Some of our major publications have explored topics such as Americans’ use of social media; the content of #BlackLivesMatter tweets; what school districts across the country promote in their mission statements; popular accounts on “alternative” social media platforms; and the content of sermons delivered in churches across the country.

We also explore the tools and methods behind our work on the Center’s Decoded blog and manage the research computing infrastructure of the organization.

The Center created Data Labs to take advantage of the explosion of new data sources that can shed light on public behaviors and attitudes – and of new types of tools and methods that can convert this diffuse data into unique findings. Our goal is to extract meaning from data through creative design, innovative methods, thoughtful measurement and sound deployment.

Find the latest research from Data Labs here.

Why did Pew Research Center create Data Labs?

Data Labs was created as a response to the changing nature of data on human behaviors and attitudes. The public is expressing views online and leaving behind electronic trails of behavior in unprecedented ways. We can now learn about whom people connect with on social networks, what they search for, and what content they post. At the same time, institutions and groups are using the internet to convey information to diverse audiences, inviting researchers to observe what they post and how people react.

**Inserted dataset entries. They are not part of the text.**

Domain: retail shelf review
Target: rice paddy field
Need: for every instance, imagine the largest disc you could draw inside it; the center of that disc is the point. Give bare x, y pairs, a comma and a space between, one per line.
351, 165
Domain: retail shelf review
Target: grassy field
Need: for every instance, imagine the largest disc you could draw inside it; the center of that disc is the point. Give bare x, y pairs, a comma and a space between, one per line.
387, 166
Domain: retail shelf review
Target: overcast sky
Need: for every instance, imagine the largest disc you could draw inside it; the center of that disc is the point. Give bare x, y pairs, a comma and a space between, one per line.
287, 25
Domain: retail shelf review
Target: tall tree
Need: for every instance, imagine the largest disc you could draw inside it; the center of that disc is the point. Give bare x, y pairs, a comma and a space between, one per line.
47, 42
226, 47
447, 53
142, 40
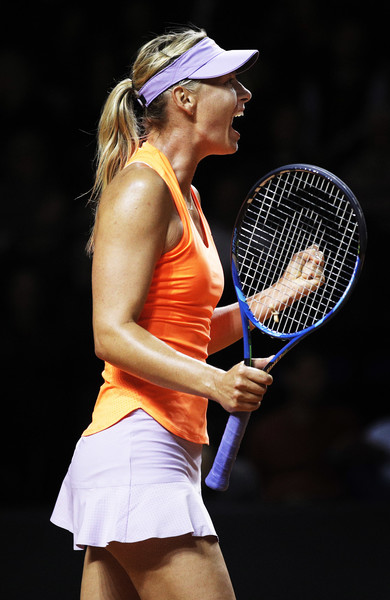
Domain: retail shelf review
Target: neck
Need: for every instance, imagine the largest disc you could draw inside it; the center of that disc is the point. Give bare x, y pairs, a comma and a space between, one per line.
181, 154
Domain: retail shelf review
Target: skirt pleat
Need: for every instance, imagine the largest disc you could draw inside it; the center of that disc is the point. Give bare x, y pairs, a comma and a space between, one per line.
132, 482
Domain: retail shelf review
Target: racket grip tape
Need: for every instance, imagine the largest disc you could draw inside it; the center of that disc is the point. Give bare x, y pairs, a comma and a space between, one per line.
219, 475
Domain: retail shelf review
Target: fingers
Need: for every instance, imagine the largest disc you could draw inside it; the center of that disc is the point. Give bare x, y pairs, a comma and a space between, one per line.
248, 386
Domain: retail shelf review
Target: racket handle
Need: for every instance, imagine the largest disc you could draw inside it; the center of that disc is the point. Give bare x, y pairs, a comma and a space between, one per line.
218, 478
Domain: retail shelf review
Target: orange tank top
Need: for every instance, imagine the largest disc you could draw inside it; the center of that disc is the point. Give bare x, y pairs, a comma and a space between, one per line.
186, 287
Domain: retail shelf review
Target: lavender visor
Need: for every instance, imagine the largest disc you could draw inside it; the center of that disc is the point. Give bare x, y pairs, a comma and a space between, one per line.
205, 60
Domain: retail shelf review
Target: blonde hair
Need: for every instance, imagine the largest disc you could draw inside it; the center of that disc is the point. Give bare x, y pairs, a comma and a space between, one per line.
123, 122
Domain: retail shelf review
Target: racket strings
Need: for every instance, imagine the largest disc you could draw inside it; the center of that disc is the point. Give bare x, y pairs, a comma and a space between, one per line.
287, 215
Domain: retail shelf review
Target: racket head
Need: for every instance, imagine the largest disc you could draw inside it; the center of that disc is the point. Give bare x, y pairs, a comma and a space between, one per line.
288, 210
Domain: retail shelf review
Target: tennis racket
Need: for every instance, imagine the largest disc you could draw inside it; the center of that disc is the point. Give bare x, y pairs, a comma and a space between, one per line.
297, 251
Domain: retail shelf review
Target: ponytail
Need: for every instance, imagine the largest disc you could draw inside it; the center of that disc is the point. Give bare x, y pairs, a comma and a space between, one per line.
121, 125
118, 139
118, 134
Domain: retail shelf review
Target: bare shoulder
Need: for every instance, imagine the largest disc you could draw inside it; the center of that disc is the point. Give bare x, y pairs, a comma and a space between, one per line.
196, 192
135, 187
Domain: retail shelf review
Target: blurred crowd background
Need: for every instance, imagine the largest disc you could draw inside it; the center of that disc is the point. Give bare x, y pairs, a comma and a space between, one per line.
320, 95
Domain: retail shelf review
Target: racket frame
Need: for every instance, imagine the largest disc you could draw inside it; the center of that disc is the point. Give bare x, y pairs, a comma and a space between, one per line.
218, 477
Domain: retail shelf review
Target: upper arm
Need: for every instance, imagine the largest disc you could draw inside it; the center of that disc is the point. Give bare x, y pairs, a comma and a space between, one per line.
131, 229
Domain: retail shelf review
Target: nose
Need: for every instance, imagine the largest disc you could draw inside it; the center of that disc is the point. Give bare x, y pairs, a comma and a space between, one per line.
243, 93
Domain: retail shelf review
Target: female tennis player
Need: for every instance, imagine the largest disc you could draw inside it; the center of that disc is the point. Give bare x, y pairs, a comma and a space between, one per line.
132, 494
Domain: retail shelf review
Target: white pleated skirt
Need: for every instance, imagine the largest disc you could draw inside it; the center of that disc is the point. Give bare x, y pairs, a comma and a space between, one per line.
131, 482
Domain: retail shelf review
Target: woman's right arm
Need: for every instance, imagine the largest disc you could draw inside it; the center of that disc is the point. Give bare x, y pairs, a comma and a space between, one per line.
136, 219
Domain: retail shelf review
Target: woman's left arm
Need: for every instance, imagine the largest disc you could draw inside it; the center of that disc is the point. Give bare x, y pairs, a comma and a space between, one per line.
302, 276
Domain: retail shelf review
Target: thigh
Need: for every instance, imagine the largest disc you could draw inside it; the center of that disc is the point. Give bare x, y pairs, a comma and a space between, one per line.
104, 578
175, 568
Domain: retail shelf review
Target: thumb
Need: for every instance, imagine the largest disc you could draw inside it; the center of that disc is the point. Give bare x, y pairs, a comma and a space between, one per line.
261, 363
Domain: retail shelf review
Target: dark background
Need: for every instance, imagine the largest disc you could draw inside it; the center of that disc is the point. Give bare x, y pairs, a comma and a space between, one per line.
309, 500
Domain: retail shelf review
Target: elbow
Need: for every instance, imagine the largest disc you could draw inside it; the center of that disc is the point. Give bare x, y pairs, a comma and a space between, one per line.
101, 340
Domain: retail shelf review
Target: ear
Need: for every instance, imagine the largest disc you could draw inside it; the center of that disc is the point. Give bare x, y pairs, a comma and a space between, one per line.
184, 99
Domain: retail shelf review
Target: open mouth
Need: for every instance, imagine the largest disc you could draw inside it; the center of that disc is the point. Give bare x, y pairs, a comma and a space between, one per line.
238, 114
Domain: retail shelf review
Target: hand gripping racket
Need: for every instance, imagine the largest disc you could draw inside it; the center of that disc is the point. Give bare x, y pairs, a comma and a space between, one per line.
298, 220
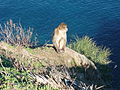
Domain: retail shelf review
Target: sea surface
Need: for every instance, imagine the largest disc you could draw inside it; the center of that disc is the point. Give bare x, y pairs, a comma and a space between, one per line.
99, 19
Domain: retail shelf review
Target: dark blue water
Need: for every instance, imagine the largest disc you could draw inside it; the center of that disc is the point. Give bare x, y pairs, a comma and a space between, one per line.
99, 19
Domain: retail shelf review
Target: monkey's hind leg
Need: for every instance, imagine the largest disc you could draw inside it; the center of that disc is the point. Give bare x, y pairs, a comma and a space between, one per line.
56, 47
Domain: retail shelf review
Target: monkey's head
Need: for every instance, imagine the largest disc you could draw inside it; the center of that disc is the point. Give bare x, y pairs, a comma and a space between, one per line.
63, 26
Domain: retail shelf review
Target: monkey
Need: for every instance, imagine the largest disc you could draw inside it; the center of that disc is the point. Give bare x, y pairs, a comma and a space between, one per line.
59, 38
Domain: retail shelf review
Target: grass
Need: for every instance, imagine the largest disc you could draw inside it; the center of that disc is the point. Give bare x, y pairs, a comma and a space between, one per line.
14, 79
88, 47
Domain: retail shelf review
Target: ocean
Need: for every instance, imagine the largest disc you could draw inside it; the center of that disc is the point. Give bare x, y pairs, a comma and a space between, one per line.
98, 19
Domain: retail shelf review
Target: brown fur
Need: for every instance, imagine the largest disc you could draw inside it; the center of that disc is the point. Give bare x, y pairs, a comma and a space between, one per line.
60, 38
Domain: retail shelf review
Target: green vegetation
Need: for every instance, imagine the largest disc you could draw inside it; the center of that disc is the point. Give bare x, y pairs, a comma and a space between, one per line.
88, 47
18, 41
12, 78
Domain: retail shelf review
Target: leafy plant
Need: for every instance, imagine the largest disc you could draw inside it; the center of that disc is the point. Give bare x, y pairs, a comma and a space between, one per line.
88, 47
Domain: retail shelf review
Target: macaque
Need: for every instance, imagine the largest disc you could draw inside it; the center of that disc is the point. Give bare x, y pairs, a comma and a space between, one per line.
60, 38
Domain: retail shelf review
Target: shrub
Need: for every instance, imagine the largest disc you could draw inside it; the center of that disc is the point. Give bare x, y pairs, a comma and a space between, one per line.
15, 34
88, 47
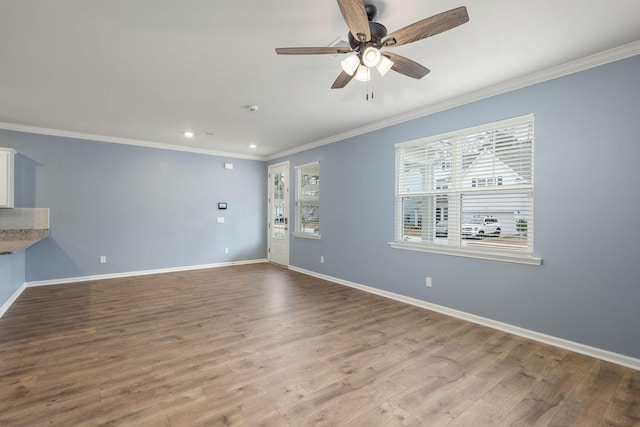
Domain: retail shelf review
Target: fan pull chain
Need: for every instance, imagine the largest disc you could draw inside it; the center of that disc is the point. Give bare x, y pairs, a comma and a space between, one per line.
369, 90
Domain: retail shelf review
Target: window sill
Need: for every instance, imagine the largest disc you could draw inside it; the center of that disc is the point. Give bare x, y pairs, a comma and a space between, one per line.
521, 258
307, 236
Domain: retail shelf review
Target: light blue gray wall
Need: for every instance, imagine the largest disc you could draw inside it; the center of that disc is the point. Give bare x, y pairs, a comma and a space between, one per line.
587, 207
11, 275
143, 208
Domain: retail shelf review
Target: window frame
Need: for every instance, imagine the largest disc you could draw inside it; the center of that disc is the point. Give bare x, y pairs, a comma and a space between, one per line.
455, 192
305, 199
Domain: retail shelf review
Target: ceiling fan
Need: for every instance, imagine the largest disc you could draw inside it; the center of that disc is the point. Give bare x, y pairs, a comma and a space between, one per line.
367, 38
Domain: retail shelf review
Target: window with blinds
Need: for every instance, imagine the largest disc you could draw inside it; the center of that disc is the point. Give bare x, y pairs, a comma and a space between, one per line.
468, 192
308, 200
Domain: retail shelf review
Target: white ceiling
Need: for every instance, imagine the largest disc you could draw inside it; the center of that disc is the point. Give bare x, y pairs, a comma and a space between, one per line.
146, 70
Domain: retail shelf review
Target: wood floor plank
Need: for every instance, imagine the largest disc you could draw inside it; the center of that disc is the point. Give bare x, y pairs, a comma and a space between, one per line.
261, 345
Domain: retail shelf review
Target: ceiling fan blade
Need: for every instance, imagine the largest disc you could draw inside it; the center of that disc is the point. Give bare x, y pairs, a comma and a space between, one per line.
311, 50
342, 80
406, 66
355, 16
427, 27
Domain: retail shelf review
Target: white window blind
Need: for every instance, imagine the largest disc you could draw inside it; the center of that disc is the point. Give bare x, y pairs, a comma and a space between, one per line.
469, 191
308, 200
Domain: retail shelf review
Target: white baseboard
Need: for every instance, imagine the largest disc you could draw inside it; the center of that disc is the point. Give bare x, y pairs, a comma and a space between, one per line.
606, 355
12, 299
138, 273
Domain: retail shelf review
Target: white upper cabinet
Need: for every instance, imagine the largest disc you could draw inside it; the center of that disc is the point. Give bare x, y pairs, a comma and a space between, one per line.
6, 177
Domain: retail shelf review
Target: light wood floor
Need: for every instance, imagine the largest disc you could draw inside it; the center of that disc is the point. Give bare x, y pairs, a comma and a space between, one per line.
261, 345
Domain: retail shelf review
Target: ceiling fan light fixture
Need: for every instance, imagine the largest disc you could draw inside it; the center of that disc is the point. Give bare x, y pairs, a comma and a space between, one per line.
350, 64
371, 56
363, 74
384, 65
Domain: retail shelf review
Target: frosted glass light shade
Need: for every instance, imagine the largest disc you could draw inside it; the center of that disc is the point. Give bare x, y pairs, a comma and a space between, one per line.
371, 56
350, 64
384, 65
363, 74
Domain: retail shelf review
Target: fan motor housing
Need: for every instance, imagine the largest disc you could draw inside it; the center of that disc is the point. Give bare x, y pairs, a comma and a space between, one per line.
378, 31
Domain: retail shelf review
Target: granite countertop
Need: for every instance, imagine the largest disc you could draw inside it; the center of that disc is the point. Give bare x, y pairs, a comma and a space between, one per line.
12, 241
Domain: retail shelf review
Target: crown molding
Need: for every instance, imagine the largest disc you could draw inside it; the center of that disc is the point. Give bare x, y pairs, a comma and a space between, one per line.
124, 141
582, 64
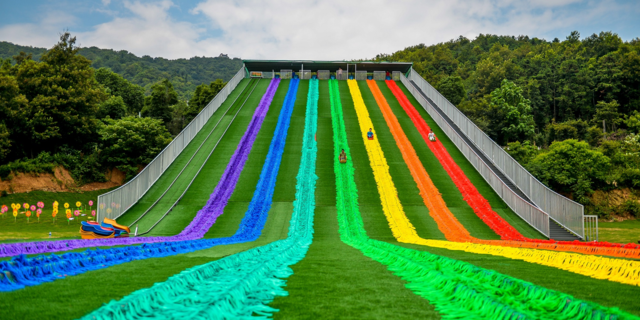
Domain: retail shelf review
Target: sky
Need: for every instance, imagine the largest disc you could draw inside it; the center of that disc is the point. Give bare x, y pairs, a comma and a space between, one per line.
310, 30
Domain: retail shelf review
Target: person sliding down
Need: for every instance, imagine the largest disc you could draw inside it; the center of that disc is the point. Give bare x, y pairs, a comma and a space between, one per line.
343, 156
432, 136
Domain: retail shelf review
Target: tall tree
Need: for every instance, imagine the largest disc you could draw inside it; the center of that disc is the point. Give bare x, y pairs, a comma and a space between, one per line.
62, 99
517, 122
158, 104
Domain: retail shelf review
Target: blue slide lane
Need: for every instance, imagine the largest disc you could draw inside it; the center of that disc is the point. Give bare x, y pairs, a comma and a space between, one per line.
22, 271
240, 285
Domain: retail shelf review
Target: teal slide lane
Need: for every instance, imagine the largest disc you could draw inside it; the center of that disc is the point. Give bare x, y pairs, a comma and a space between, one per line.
241, 284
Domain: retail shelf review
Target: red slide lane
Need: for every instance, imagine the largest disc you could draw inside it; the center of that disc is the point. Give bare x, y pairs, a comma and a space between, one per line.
476, 201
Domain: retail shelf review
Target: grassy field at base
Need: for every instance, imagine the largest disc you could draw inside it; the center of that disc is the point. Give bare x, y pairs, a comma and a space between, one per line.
12, 230
69, 298
334, 280
472, 174
619, 231
604, 292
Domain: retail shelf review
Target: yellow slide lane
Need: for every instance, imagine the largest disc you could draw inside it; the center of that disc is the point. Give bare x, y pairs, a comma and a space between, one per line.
623, 271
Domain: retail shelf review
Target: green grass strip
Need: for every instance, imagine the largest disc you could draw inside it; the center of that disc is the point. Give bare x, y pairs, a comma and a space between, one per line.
239, 285
458, 289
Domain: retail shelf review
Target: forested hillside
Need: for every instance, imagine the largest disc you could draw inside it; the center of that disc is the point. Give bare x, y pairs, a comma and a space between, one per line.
184, 74
57, 109
566, 110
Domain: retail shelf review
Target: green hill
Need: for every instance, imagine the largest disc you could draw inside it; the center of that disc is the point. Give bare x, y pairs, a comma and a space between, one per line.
184, 74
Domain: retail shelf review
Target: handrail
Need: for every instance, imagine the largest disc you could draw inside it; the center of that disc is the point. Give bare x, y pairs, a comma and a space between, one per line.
116, 202
566, 212
535, 217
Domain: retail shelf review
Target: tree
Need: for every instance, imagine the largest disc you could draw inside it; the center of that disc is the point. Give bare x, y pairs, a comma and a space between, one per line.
131, 141
607, 112
571, 166
114, 107
452, 88
5, 142
517, 119
61, 99
132, 95
158, 104
201, 97
633, 122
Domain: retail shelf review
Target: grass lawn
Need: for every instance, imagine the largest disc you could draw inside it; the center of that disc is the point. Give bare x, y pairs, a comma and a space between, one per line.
604, 292
619, 231
220, 158
335, 280
68, 298
478, 181
12, 230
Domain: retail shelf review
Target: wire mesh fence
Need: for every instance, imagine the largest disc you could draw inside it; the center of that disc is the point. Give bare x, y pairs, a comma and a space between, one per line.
116, 202
565, 211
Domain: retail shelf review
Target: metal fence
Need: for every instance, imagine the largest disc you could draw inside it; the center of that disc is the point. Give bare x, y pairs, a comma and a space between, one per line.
563, 210
590, 228
531, 214
116, 202
324, 74
305, 74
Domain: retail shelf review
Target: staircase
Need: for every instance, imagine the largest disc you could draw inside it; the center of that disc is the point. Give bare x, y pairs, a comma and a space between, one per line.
556, 231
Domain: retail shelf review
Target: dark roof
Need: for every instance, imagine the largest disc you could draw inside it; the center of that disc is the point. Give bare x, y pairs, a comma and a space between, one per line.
277, 65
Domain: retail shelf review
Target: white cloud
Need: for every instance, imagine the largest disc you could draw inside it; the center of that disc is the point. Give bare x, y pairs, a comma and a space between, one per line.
43, 34
287, 29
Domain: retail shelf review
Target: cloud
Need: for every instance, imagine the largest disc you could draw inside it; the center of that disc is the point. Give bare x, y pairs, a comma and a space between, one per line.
150, 30
43, 34
346, 29
328, 29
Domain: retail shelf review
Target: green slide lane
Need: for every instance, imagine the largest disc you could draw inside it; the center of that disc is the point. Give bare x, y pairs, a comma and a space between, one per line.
284, 193
432, 164
67, 298
407, 189
335, 280
240, 123
603, 292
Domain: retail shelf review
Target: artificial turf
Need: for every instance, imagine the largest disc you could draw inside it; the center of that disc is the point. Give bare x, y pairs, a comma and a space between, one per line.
13, 230
335, 280
604, 292
497, 204
68, 298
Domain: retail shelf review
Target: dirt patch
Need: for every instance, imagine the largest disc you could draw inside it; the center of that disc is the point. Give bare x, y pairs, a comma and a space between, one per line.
59, 181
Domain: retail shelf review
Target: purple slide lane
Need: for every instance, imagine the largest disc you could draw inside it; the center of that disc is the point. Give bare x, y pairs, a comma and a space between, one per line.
203, 220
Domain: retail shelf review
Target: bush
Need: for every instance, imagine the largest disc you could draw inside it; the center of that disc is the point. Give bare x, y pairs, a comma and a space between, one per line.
631, 207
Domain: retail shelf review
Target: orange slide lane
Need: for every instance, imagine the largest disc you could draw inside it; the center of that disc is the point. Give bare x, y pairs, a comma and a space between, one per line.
470, 193
447, 223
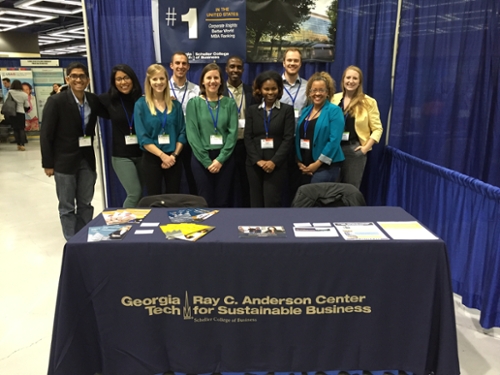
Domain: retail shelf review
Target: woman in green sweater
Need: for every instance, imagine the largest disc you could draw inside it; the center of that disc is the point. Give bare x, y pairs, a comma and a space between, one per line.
212, 131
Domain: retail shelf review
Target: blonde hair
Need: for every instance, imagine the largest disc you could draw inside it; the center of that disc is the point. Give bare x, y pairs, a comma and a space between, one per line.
321, 76
358, 99
148, 90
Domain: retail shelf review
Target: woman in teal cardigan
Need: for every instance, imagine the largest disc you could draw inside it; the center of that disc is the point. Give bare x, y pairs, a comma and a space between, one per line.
212, 131
319, 133
161, 133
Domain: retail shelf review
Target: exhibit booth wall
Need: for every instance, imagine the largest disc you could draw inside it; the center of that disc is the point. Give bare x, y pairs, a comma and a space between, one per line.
434, 71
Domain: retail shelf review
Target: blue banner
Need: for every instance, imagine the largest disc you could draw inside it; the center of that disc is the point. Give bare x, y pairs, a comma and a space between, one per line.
206, 31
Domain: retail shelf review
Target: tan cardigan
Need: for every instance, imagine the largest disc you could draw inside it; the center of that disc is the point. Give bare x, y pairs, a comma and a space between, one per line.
367, 125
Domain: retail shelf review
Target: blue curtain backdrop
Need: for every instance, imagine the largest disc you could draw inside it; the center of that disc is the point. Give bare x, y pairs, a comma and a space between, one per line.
121, 32
465, 213
446, 101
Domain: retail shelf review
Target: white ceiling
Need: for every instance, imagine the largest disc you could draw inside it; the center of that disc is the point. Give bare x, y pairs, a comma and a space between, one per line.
58, 23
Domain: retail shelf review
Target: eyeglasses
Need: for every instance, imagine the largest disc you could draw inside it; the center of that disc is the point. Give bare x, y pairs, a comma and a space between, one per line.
124, 79
81, 77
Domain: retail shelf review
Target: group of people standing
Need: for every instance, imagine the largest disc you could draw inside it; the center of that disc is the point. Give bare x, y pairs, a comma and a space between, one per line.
227, 136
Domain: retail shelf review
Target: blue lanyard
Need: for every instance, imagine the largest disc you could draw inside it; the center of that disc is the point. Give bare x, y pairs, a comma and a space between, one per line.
164, 120
216, 119
267, 121
306, 122
130, 120
241, 102
296, 93
82, 115
175, 96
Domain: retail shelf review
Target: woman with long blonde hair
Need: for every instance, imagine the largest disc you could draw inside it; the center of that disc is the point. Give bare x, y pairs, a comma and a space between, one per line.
161, 133
363, 127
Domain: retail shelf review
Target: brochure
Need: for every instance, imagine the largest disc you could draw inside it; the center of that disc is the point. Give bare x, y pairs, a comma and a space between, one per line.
107, 232
185, 231
406, 230
360, 231
190, 215
125, 216
261, 231
314, 230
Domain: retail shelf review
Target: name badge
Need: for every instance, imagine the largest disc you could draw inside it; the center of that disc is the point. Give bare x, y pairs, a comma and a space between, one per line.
85, 141
164, 139
267, 143
131, 140
216, 140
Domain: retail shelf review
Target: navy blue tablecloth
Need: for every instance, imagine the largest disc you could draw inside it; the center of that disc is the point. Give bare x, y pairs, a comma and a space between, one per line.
144, 304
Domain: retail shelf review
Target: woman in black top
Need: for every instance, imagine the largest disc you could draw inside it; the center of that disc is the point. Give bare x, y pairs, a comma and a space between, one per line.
269, 128
119, 102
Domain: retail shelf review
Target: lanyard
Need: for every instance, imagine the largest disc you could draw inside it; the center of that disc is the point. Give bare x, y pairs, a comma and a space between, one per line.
296, 93
82, 115
241, 101
267, 121
173, 91
164, 120
130, 120
216, 119
306, 122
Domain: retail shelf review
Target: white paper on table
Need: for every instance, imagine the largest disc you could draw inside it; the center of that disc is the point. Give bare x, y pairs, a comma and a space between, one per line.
144, 231
301, 225
406, 230
322, 224
360, 231
316, 230
149, 224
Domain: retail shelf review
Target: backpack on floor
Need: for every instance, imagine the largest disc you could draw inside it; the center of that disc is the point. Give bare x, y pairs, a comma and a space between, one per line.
9, 107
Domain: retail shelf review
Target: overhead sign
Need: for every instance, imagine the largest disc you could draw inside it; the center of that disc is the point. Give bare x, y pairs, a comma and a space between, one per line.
39, 62
207, 31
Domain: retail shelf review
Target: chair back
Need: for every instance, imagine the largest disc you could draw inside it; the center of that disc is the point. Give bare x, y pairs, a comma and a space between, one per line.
328, 194
173, 200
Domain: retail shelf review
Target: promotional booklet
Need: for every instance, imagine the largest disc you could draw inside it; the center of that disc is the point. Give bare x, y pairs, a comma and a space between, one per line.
185, 231
261, 231
190, 215
107, 232
314, 230
125, 216
360, 231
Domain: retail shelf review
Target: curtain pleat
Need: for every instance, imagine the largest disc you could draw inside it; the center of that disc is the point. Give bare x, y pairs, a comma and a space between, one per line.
464, 212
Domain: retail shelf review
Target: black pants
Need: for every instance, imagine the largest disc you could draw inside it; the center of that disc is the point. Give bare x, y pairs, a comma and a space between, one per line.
214, 187
155, 176
266, 188
18, 123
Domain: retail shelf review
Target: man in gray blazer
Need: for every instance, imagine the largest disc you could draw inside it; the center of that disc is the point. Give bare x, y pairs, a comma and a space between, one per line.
66, 140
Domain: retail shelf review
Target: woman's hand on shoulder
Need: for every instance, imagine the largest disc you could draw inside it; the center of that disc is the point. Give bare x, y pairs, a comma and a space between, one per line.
268, 166
215, 166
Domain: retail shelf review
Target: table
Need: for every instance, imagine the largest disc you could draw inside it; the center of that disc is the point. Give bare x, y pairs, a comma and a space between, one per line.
145, 305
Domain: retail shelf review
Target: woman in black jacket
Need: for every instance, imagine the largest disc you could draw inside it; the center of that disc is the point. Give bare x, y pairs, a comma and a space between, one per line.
119, 102
269, 128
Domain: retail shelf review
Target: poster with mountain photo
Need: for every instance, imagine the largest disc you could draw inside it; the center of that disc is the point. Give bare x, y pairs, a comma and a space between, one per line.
273, 26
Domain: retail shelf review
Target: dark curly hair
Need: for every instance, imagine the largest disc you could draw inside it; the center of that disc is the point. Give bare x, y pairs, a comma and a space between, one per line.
266, 76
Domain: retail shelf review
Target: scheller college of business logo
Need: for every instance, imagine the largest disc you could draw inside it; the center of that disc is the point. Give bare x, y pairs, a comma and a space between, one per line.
206, 309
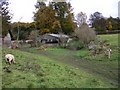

While some of these digital traces of communication and behavior are unstructured and not amenable to analysis in raw form, a number of new technologies are making it easier to collect and process these data. These technologies include:

  • Internet data collection: This includes harvesting web page content and parsing out fields (e.g., dates, names, links and tables) for analysis as well as querying APIs online to obtain formatted data.
  • Natural language processing(NLP): This includes processing text to measure concepts and extract patterns.
  • Machine vision: This refers to analyzing images using computational models that estimate what the images depict.
  • Online distributed labor platforms: These platforms allow major data collection efforts to be divided into a series of small tasks that can then be completed by external individuals. This is sometimes referred to as “crowdsourcing.”

Data Labs is a testing ground for these data sources and the different approaches to analyzing them, with the goal of extracting meaning from the data through creative design, innovative methods, thoughtful measurement and sound deployment.

The Data Labs team also employs methodologies honed across the Center, such as content analysis, survey experiments, and the analysis of open-ended survey responses.